• The Proposition is pleased to present five years, a group show from a selection of artists who have all had solo exhibitions with the gallery since opening in 2002. The work is mostly small in dimension, with an emphasis on figurative portraiture. Through different methods of practice, and using a range of media, these artists comment on identity via circumstance, while managing to maintain a light optimism.

    Catherine Brooks’ work centers on gender identity and the acts of exhibition and voyeurism. Her small paintings pop with texture, a bold use of color and the vibrant personalities of her subjects. Through the women she portrays, in their playful, revealing poses, Brooks makes the forbidden tantalizing while exploring fringe cultures of society.

    The patchwork imagery in Tim Evans’ paintings and the process that he undergoes to create the wax and acrylic works reveal his manga and anime influences.
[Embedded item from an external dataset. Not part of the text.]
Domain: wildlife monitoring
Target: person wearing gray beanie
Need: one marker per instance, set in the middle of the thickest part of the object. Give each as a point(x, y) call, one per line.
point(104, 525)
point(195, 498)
Through his own imagination and editing of source material, Evans creates unique layered paintings on mylar and canvas that result in a collaged rush of stimulus.

    Allison Hawkins’ intimate drawings appear delicate, but within the calm landscapes lie a veiled intensity. A sense of nostalgia pervades her quiet scenes and portraits, which often involve Native American mysticism and sage creatures. The soft washes of color and inky renderings mark the artist’s own recollections and explorations from her childhood.
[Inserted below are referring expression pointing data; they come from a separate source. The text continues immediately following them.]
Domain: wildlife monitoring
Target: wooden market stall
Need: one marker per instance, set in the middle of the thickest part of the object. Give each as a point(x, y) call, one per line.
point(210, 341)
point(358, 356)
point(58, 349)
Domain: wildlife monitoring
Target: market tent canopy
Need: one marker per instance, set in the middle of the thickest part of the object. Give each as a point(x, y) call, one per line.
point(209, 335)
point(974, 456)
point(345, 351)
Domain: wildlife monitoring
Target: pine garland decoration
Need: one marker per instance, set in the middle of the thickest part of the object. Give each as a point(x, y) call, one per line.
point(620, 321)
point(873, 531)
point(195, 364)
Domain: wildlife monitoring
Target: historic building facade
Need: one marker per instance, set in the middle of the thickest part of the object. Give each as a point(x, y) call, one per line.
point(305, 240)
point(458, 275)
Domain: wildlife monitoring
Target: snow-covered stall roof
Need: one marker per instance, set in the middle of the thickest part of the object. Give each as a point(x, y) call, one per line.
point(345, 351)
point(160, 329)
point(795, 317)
    Kyung Jeon involves mischievous fairies in a tempting style that draws the viewer in to notice the intricacies of her sprawling stories, which often entail darker subject matter. Against the textured backdrop of rice paper on canvas, acts unfold from the innocuous to the twisted, making statements on socially prescribed notions of conduct and traditions.

    Mike Park deals with anxiety and sexual inhibition through his autobiographical work. The pastel hues of his polymer coated acrylic paintings and whimsical illustrations distract from the wayward behavior of his characters. The blending of several narratives, some playful and others more sinister, reflect on forlorn identity.

    Dane Patterson’s tightly rendered graphite drawings depict unusual yet ordinary circumstances, which are based on his photographs of staged scenes. The results, while providing little insight into the curiously covered and displaced figures, border the humorous and surreal.

    The figures in Balint Zsako’s succinct works – linked with machines, dismembered, or planted in the earth, interpret relationships and transience through a bold, illustrative style. Playful and perverse, Zsako manages to balance extreme imagery with a seemingly blithe approach.